Self-consistent equilibrium models of prominence thin threads heated by Alfvén waves propagating from the photosphere

Abstract

The fine structure of solar prominences is composed of thin threads that outline the prominence magnetic field lines. Observations have shown that transverse waves of Alfvénic nature are ubiquitous in prominence threads. These waves are driven at the photosphere and propagate to prominences suspended in the corona. Heating due to Alfvén wave dissipation could be a relevant mechanism in the cool and partially ionised prominence plasma. In this work, we explore the construction of 1D equilibrium models of prominence thin threads that satisfy an energy balance condition between radiative losses, thermal conduction, and Alfvén wave heating. We assumed the presence of a broadband driver at the photosphere that launches Alfvén waves towards the prominence. An iterative method was implemented in which the energy balance equation and the Alfvén wave equation are consecutively solved. From the energy balance equation and considering no wave heating initially, we computed the equilibrium profiles along the thread of the temperature, density, ionisation fraction, and other relevant parameters. On these equilibrium profiles, we used the Alfvén wave equation to compute the wave heating rate, which was then put back in the energy balance equation to obtain new equilibrium profiles, and so on. The process was repeated until convergence to a self-consistent thread model heated by Alfvén waves was achieved. We obtained equilibrium models composed of a cold and dense thread, an extremely thin prominence-corona transition region, and an extended coronal region.

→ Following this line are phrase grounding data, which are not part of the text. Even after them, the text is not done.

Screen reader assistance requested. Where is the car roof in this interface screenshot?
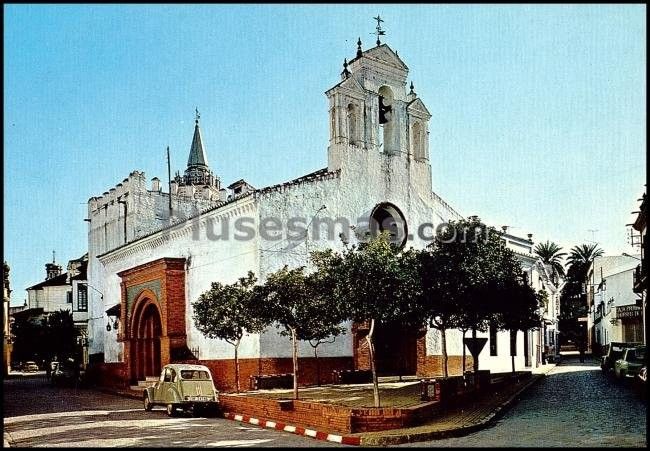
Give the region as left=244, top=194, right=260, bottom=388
left=163, top=364, right=211, bottom=371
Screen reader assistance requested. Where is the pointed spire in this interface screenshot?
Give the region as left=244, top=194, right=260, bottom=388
left=342, top=58, right=350, bottom=78
left=187, top=109, right=208, bottom=168
left=409, top=81, right=416, bottom=96
left=356, top=37, right=363, bottom=58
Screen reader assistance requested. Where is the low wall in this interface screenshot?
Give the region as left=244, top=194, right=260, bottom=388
left=219, top=394, right=441, bottom=434
left=175, top=356, right=354, bottom=392
left=87, top=356, right=353, bottom=392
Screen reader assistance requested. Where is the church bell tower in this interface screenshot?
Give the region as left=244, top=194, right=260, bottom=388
left=325, top=22, right=432, bottom=177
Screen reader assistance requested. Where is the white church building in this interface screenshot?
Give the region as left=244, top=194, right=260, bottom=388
left=86, top=36, right=554, bottom=390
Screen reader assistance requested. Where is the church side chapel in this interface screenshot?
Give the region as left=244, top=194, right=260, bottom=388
left=86, top=20, right=543, bottom=391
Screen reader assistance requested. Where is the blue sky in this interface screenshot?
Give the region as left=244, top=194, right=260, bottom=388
left=4, top=4, right=646, bottom=304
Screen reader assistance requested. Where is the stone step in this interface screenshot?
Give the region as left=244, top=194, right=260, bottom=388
left=130, top=385, right=144, bottom=392
left=145, top=376, right=158, bottom=381
left=137, top=379, right=156, bottom=388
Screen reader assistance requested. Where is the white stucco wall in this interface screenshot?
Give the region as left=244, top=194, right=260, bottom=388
left=593, top=265, right=638, bottom=346
left=85, top=42, right=547, bottom=376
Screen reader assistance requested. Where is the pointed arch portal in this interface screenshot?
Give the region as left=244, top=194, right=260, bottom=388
left=117, top=258, right=187, bottom=383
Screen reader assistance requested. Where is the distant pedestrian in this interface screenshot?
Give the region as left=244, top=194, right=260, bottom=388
left=579, top=342, right=585, bottom=363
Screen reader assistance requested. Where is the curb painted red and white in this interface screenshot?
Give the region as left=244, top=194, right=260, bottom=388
left=222, top=412, right=361, bottom=446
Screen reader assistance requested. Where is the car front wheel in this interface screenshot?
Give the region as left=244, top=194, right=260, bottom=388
left=166, top=403, right=176, bottom=417
left=143, top=394, right=153, bottom=411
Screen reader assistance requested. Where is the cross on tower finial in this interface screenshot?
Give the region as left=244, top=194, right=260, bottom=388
left=372, top=15, right=385, bottom=46
left=195, top=107, right=200, bottom=124
left=52, top=250, right=56, bottom=264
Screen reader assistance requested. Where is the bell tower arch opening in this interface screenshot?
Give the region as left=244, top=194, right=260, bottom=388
left=378, top=86, right=395, bottom=154
left=347, top=103, right=360, bottom=146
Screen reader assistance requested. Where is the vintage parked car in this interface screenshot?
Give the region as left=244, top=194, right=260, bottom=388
left=22, top=361, right=40, bottom=373
left=614, top=346, right=646, bottom=380
left=601, top=342, right=642, bottom=374
left=143, top=364, right=219, bottom=417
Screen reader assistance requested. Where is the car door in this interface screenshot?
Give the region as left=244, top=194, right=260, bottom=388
left=154, top=367, right=171, bottom=403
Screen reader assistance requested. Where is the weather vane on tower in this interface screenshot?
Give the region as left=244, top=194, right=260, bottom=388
left=195, top=107, right=200, bottom=124
left=372, top=15, right=386, bottom=46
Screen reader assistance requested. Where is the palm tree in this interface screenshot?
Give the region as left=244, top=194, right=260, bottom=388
left=567, top=243, right=604, bottom=279
left=534, top=241, right=566, bottom=283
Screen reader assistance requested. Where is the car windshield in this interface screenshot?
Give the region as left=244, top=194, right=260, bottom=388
left=632, top=348, right=646, bottom=362
left=611, top=350, right=624, bottom=360
left=180, top=370, right=210, bottom=380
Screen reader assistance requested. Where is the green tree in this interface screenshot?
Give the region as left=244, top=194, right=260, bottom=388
left=42, top=310, right=79, bottom=362
left=567, top=243, right=604, bottom=280
left=534, top=241, right=566, bottom=283
left=11, top=313, right=45, bottom=363
left=496, top=278, right=542, bottom=373
left=255, top=265, right=346, bottom=399
left=302, top=265, right=347, bottom=386
left=192, top=272, right=266, bottom=393
left=560, top=243, right=604, bottom=347
left=417, top=248, right=460, bottom=378
left=312, top=233, right=422, bottom=407
left=430, top=217, right=523, bottom=377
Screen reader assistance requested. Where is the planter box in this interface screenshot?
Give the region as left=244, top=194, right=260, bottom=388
left=249, top=373, right=294, bottom=390
left=332, top=369, right=373, bottom=384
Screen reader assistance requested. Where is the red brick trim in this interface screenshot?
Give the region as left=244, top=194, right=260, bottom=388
left=222, top=412, right=361, bottom=446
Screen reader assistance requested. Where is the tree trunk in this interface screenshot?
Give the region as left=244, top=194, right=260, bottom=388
left=366, top=319, right=381, bottom=408
left=461, top=328, right=467, bottom=377
left=314, top=345, right=321, bottom=386
left=291, top=327, right=299, bottom=400
left=511, top=354, right=515, bottom=374
left=472, top=327, right=479, bottom=389
left=472, top=327, right=479, bottom=373
left=234, top=340, right=240, bottom=393
left=441, top=327, right=449, bottom=378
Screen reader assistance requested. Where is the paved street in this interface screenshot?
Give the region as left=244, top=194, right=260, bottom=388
left=399, top=356, right=646, bottom=447
left=2, top=374, right=345, bottom=448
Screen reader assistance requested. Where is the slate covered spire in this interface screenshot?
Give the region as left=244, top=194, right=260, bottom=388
left=187, top=110, right=209, bottom=168
left=179, top=108, right=220, bottom=191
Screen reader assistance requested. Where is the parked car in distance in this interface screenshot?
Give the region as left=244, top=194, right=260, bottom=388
left=143, top=364, right=219, bottom=417
left=601, top=342, right=642, bottom=374
left=22, top=361, right=40, bottom=373
left=614, top=346, right=646, bottom=380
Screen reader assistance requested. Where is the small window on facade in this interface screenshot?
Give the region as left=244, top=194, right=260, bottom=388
left=489, top=322, right=498, bottom=356
left=78, top=285, right=88, bottom=312
left=66, top=291, right=73, bottom=304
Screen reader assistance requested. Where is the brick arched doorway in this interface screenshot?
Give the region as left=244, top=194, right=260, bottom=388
left=117, top=258, right=187, bottom=385
left=131, top=301, right=163, bottom=381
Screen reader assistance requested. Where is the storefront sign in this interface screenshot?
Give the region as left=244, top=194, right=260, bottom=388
left=616, top=305, right=641, bottom=319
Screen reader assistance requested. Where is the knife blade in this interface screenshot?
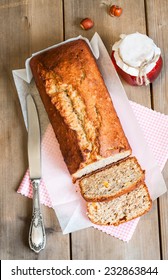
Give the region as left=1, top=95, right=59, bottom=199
left=26, top=94, right=46, bottom=253
left=27, top=94, right=41, bottom=180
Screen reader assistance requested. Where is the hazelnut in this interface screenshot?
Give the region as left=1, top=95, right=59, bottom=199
left=109, top=5, right=123, bottom=17
left=80, top=18, right=94, bottom=30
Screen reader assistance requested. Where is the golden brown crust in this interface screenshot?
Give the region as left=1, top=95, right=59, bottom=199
left=30, top=39, right=131, bottom=176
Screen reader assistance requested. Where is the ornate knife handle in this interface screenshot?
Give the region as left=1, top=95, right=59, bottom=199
left=29, top=179, right=46, bottom=253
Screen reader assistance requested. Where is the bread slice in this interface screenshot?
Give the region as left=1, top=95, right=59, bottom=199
left=79, top=157, right=145, bottom=202
left=87, top=184, right=152, bottom=226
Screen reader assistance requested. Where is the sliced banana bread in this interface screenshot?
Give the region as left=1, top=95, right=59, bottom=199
left=79, top=157, right=145, bottom=202
left=87, top=184, right=152, bottom=226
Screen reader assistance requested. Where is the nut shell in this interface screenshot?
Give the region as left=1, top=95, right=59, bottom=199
left=109, top=5, right=123, bottom=17
left=80, top=18, right=94, bottom=30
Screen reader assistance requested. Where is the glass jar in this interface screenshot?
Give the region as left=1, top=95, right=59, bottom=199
left=111, top=32, right=163, bottom=86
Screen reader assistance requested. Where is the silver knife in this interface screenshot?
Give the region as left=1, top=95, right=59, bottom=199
left=26, top=94, right=46, bottom=253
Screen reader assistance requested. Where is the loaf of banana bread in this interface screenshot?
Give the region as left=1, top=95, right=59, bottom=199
left=30, top=39, right=131, bottom=181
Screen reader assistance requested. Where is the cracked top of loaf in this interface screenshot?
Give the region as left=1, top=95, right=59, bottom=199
left=30, top=39, right=131, bottom=180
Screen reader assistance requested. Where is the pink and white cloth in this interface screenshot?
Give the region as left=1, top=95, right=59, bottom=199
left=18, top=100, right=168, bottom=242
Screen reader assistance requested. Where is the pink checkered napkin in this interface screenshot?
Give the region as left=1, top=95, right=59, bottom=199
left=18, top=170, right=52, bottom=207
left=17, top=101, right=168, bottom=242
left=129, top=101, right=168, bottom=171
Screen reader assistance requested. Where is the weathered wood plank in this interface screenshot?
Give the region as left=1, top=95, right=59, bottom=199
left=28, top=0, right=64, bottom=53
left=159, top=162, right=168, bottom=260
left=0, top=0, right=70, bottom=259
left=64, top=0, right=160, bottom=259
left=145, top=0, right=168, bottom=260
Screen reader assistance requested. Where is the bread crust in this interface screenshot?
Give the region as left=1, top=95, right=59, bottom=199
left=30, top=39, right=131, bottom=178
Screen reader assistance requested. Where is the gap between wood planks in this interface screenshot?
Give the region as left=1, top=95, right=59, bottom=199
left=62, top=0, right=66, bottom=41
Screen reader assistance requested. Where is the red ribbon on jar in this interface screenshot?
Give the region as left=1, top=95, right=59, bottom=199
left=111, top=32, right=163, bottom=86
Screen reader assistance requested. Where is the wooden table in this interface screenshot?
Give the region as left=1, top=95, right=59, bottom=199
left=0, top=0, right=168, bottom=260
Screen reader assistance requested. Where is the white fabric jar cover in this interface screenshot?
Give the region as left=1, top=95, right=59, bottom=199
left=112, top=32, right=161, bottom=85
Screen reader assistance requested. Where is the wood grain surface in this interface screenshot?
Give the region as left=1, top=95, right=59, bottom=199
left=0, top=0, right=167, bottom=260
left=146, top=0, right=168, bottom=260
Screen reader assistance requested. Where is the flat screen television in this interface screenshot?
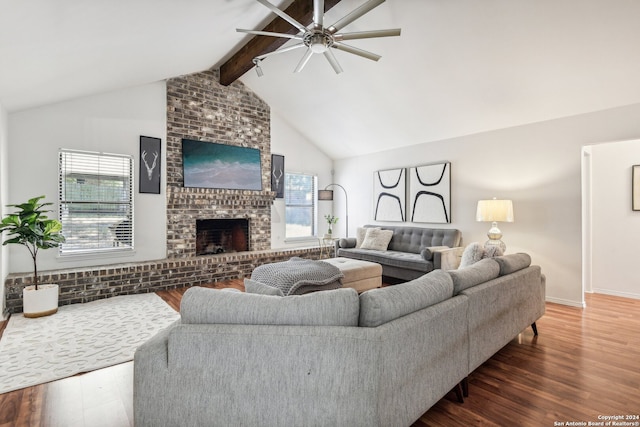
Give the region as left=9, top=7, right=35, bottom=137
left=182, top=139, right=262, bottom=190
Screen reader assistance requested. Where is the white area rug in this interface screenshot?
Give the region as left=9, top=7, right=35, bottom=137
left=0, top=293, right=180, bottom=394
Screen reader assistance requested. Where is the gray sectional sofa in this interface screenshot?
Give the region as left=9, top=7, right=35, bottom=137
left=337, top=225, right=464, bottom=280
left=134, top=253, right=545, bottom=427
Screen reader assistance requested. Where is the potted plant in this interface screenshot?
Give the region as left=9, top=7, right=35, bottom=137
left=324, top=214, right=339, bottom=239
left=0, top=196, right=65, bottom=318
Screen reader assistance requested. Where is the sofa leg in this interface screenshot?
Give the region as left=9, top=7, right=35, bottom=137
left=453, top=382, right=464, bottom=403
left=531, top=322, right=538, bottom=336
left=461, top=377, right=469, bottom=397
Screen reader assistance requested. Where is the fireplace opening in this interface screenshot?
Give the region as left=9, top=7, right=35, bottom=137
left=196, top=219, right=249, bottom=256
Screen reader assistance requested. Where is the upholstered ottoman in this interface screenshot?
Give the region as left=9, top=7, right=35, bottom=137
left=323, top=257, right=382, bottom=293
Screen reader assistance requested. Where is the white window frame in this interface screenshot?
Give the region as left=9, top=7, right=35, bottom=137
left=58, top=149, right=134, bottom=256
left=284, top=172, right=318, bottom=241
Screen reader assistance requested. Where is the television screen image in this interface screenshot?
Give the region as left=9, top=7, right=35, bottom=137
left=182, top=139, right=262, bottom=190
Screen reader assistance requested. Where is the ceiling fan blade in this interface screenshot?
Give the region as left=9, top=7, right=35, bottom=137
left=237, top=29, right=303, bottom=40
left=294, top=48, right=314, bottom=73
left=323, top=49, right=343, bottom=74
left=257, top=0, right=308, bottom=33
left=334, top=28, right=401, bottom=41
left=332, top=42, right=381, bottom=61
left=256, top=43, right=306, bottom=61
left=314, top=0, right=325, bottom=28
left=328, top=0, right=385, bottom=34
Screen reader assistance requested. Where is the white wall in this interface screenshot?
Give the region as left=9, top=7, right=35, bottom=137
left=589, top=138, right=640, bottom=299
left=7, top=82, right=167, bottom=273
left=270, top=110, right=335, bottom=248
left=0, top=102, right=8, bottom=316
left=335, top=103, right=640, bottom=307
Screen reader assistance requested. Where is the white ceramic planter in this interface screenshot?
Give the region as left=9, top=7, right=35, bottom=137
left=23, top=284, right=59, bottom=318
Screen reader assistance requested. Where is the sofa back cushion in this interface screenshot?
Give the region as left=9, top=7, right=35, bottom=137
left=181, top=286, right=359, bottom=326
left=449, top=258, right=501, bottom=295
left=494, top=253, right=532, bottom=276
left=362, top=225, right=461, bottom=254
left=358, top=269, right=454, bottom=327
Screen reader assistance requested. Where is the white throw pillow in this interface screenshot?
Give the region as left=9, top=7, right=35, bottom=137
left=356, top=227, right=380, bottom=248
left=459, top=242, right=485, bottom=268
left=483, top=245, right=504, bottom=258
left=360, top=228, right=393, bottom=251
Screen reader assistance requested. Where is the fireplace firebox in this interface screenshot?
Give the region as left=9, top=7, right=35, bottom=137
left=196, top=219, right=249, bottom=256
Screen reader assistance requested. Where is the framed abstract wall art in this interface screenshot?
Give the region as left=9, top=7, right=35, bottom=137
left=408, top=162, right=451, bottom=223
left=182, top=139, right=262, bottom=191
left=373, top=168, right=406, bottom=222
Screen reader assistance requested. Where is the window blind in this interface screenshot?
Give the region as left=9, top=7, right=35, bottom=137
left=58, top=149, right=134, bottom=255
left=285, top=173, right=317, bottom=238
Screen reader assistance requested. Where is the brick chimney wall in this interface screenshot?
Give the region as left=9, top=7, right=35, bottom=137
left=165, top=69, right=274, bottom=257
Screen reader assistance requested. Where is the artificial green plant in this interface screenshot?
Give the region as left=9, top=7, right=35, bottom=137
left=0, top=196, right=65, bottom=289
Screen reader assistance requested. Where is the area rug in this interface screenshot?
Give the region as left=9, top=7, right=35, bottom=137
left=0, top=293, right=180, bottom=394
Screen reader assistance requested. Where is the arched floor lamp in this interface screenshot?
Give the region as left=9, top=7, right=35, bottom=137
left=318, top=183, right=349, bottom=237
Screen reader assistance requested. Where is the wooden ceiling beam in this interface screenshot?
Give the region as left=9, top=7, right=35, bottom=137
left=219, top=0, right=342, bottom=86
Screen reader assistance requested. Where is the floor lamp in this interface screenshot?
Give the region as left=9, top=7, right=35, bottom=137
left=318, top=184, right=349, bottom=237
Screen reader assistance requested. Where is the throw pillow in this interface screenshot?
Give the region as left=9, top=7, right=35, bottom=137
left=459, top=242, right=485, bottom=268
left=483, top=245, right=504, bottom=258
left=356, top=226, right=379, bottom=248
left=360, top=228, right=393, bottom=251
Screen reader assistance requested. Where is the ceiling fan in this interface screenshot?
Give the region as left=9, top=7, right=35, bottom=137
left=237, top=0, right=401, bottom=75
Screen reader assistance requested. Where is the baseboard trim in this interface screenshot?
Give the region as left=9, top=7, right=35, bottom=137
left=591, top=288, right=640, bottom=300
left=545, top=296, right=586, bottom=308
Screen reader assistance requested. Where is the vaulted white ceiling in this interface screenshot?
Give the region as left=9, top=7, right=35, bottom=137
left=2, top=0, right=640, bottom=159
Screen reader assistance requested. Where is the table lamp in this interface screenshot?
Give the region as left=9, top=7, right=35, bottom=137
left=476, top=198, right=514, bottom=252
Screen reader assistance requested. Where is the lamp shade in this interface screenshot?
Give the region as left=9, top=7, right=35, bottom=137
left=318, top=190, right=334, bottom=201
left=476, top=199, right=514, bottom=222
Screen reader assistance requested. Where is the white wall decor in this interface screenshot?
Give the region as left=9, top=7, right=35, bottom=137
left=409, top=162, right=451, bottom=223
left=373, top=168, right=406, bottom=222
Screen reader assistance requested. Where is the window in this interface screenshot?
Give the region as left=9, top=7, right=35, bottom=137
left=58, top=149, right=134, bottom=255
left=285, top=172, right=317, bottom=239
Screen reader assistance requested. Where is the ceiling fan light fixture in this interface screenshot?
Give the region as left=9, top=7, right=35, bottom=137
left=239, top=0, right=400, bottom=75
left=305, top=32, right=331, bottom=53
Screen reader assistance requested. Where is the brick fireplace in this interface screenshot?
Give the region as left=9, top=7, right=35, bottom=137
left=165, top=69, right=274, bottom=258
left=196, top=218, right=249, bottom=255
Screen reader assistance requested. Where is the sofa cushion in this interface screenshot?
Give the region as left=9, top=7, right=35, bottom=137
left=181, top=286, right=359, bottom=326
left=459, top=242, right=485, bottom=268
left=494, top=253, right=532, bottom=276
left=338, top=248, right=434, bottom=273
left=360, top=228, right=393, bottom=250
left=385, top=226, right=462, bottom=253
left=358, top=269, right=454, bottom=327
left=244, top=278, right=285, bottom=296
left=420, top=246, right=449, bottom=261
left=449, top=258, right=500, bottom=295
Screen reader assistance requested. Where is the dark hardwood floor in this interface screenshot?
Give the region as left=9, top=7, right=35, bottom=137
left=1, top=282, right=639, bottom=427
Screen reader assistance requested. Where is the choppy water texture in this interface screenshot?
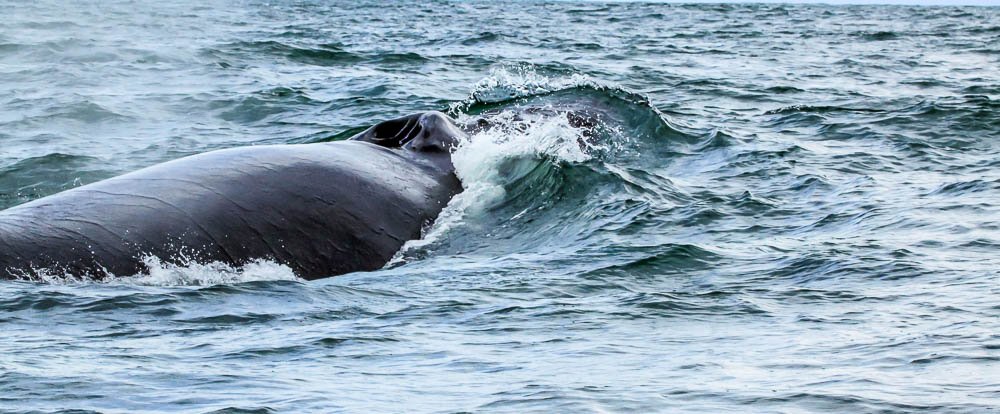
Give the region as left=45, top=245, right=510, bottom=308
left=2, top=1, right=999, bottom=412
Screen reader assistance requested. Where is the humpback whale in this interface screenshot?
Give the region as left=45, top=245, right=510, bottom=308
left=0, top=111, right=466, bottom=281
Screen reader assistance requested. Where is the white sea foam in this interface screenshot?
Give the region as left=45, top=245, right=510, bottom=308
left=118, top=256, right=300, bottom=286
left=22, top=256, right=300, bottom=286
left=388, top=108, right=597, bottom=266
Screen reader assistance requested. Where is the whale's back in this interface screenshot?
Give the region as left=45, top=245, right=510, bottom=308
left=0, top=141, right=461, bottom=280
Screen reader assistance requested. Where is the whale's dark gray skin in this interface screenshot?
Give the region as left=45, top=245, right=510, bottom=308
left=0, top=112, right=466, bottom=281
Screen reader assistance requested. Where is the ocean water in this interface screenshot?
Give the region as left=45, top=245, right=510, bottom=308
left=2, top=0, right=999, bottom=412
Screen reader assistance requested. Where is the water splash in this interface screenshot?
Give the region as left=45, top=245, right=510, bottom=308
left=389, top=108, right=597, bottom=265
left=118, top=257, right=300, bottom=286
left=15, top=256, right=300, bottom=286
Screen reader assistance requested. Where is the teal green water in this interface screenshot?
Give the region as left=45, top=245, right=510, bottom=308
left=1, top=1, right=998, bottom=412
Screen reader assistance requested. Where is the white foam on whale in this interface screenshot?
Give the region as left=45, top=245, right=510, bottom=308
left=18, top=256, right=301, bottom=286
left=120, top=256, right=301, bottom=286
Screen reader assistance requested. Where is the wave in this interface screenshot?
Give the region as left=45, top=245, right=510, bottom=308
left=204, top=40, right=362, bottom=67
left=460, top=32, right=503, bottom=46
left=204, top=40, right=434, bottom=68
left=854, top=31, right=900, bottom=41
left=391, top=66, right=713, bottom=268
left=447, top=64, right=604, bottom=111
left=0, top=153, right=108, bottom=209
left=763, top=105, right=883, bottom=115
left=10, top=100, right=134, bottom=125
left=389, top=101, right=599, bottom=265
left=213, top=87, right=323, bottom=124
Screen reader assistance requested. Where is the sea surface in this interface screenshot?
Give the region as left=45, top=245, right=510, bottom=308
left=1, top=1, right=999, bottom=412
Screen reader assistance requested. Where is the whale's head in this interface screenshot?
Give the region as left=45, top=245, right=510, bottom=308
left=350, top=111, right=467, bottom=155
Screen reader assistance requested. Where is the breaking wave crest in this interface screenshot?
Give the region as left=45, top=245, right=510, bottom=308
left=391, top=65, right=694, bottom=265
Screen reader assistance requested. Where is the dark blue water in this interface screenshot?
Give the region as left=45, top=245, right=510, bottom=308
left=2, top=1, right=999, bottom=412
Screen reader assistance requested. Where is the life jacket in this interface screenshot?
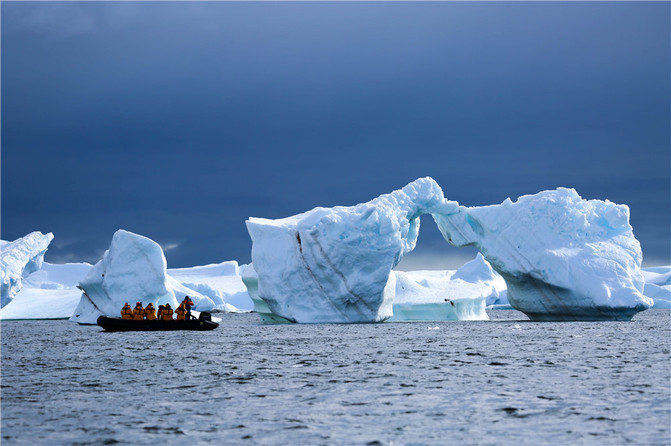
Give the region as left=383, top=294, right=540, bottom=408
left=161, top=307, right=174, bottom=321
left=144, top=304, right=157, bottom=321
left=121, top=305, right=133, bottom=320
left=175, top=304, right=186, bottom=321
left=132, top=305, right=144, bottom=321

We found that the length of the cold thread decreases with the temperature at the prominence core and increases with the Alfvén wave energy flux injected at the photosphere. However, computed equilibrium models for large wave energy fluxes are not possible when the wave heating rate inside the cold thread becomes larger than the radiative losses. The maximum value of the wave energy flux that allows for an equilibrium depends on the prominence core temperature. This constrains the existence of thread equilibria in realistic conditions.